ETH Zürich researchers have published a new study that is based on observational data from all over Europe. The climate researchers have shown for the first time that forests lead to an increase in precipitation. The study states that if the agricultural land was reforessed, precipitation in Europe could increase by more than seven percent.
Climate researchers have long known that forests affect regional climates. Numerous studies show that usually the temperatures of the surface of the Earth in summer, helping to adapt to the effects of global warming at the local level. It has been less clear how the forests and the reforestation of the agricultural land could affect precipitation at the local and regional level.
Scientists in the project observed precipitation data for more than 5800 measuring stations belonging to different measuring networks. The analysis focused on five regions of Europe due to the availability of data measured in the areas. Regions in the study included in Great Britain, Germany, Netherlands, Sweden and Finland. Pairs of measuring stations were chosen in those regions, with a station in a wooded area and another in agricultural land.
The difference between the forest cover on the ground was at least 20 percent, and the stations should be placed in a similar elevation and no more than 84 kilometers away.
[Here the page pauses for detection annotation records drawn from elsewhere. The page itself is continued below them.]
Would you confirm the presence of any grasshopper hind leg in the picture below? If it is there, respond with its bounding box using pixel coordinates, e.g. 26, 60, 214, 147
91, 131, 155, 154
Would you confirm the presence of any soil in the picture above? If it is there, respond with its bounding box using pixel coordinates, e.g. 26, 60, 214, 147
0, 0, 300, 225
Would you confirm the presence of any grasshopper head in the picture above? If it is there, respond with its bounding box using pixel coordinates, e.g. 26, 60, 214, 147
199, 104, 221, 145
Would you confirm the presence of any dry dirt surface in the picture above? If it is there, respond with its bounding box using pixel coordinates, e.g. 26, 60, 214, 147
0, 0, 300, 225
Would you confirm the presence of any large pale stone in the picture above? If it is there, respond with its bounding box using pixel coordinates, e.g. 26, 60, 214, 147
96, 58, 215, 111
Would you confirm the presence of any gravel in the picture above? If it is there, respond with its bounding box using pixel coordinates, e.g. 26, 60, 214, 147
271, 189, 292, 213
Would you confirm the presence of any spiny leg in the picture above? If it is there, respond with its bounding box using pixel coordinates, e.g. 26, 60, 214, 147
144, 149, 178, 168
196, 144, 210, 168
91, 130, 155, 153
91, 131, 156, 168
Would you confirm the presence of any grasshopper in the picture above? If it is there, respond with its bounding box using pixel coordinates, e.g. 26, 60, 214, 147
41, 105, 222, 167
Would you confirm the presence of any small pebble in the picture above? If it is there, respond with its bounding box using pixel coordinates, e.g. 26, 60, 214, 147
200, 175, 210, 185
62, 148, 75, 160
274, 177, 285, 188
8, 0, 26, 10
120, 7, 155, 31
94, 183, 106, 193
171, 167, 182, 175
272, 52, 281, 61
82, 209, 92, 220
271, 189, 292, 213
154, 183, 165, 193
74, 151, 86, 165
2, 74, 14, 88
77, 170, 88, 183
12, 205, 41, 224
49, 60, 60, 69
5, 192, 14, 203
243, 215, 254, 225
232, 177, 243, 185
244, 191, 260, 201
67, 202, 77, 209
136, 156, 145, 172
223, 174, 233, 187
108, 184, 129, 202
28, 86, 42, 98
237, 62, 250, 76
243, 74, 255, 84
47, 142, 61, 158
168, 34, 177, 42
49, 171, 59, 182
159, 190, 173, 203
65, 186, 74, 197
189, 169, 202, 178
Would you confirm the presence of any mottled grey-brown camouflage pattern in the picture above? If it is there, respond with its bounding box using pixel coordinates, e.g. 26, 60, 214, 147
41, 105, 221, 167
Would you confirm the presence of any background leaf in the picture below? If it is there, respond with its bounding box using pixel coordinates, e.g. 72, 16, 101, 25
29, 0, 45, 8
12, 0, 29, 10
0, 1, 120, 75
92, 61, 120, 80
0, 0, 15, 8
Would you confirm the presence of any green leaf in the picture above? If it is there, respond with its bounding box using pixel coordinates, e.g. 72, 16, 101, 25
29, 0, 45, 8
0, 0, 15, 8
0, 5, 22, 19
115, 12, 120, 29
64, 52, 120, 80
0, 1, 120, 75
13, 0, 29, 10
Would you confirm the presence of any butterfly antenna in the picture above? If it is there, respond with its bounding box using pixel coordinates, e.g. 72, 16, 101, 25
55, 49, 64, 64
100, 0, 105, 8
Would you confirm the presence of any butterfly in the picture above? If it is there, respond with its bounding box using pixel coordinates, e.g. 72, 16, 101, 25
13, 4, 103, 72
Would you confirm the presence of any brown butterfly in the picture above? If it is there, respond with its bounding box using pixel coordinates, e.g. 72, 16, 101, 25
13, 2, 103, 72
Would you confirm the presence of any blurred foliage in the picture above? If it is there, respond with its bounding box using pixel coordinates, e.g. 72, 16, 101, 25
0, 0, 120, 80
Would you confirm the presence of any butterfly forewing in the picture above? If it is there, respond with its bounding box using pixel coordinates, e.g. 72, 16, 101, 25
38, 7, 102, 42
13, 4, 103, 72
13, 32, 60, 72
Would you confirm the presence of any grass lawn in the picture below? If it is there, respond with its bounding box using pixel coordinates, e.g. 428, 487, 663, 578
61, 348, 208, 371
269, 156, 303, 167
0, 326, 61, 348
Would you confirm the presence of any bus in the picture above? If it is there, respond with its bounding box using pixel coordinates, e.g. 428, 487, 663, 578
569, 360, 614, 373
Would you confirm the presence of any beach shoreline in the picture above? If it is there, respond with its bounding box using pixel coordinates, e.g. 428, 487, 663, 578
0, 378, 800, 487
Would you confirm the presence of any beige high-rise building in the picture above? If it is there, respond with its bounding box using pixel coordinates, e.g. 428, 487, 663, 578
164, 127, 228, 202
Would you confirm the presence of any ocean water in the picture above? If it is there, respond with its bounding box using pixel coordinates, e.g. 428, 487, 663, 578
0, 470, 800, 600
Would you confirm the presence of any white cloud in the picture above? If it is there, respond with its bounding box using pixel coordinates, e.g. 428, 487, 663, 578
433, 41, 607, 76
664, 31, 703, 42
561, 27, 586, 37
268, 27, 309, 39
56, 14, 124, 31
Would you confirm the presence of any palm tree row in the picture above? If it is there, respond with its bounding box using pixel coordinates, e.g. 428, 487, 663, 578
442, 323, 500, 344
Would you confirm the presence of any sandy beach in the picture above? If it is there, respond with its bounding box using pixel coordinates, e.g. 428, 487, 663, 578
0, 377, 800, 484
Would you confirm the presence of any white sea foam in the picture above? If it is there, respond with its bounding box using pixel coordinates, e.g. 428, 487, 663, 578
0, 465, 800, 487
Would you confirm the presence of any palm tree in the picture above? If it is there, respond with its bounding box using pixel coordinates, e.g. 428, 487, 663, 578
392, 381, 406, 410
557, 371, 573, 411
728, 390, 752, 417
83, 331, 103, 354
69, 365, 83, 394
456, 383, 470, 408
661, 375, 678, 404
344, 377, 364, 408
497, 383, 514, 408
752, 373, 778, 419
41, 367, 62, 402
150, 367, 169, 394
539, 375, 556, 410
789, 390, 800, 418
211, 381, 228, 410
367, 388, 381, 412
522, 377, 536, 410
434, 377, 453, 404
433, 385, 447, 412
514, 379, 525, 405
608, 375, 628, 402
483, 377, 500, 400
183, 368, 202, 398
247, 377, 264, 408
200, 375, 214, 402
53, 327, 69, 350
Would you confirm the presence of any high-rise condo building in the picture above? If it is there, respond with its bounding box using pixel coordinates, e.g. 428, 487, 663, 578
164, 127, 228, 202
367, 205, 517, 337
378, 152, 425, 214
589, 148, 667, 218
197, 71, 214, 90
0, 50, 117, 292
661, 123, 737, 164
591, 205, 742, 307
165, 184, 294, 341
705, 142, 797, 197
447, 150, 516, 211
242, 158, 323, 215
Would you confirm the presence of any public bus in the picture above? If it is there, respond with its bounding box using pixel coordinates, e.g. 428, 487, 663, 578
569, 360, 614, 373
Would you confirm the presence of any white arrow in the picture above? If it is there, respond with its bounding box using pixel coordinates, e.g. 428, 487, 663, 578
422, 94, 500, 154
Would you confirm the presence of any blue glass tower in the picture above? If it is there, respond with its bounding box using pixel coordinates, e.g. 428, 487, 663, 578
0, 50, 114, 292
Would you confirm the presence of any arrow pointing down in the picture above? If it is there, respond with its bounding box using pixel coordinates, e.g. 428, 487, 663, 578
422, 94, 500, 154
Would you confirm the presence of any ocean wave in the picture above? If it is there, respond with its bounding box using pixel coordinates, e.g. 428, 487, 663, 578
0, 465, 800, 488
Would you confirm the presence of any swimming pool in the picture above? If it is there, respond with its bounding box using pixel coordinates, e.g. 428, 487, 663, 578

For the second phase of the study, the team analyzed the data of the station using statistical models to explain the amount of precipitation and isolate the effect of the station while discards other factors that could affect precipitation.
According to the first author of the study, Ronnie Meier, while there were atypical values, the data showed a clear trend. In wooded areas, precipitation is considerably higher than in agricultural areas. The members of the project team also found that the differences in precipitation were more pronounced in the winter than in summer. The meier hypothesis that the roughness of the forest surface is probably more important than previously thought and is a key factor for greater precipitation.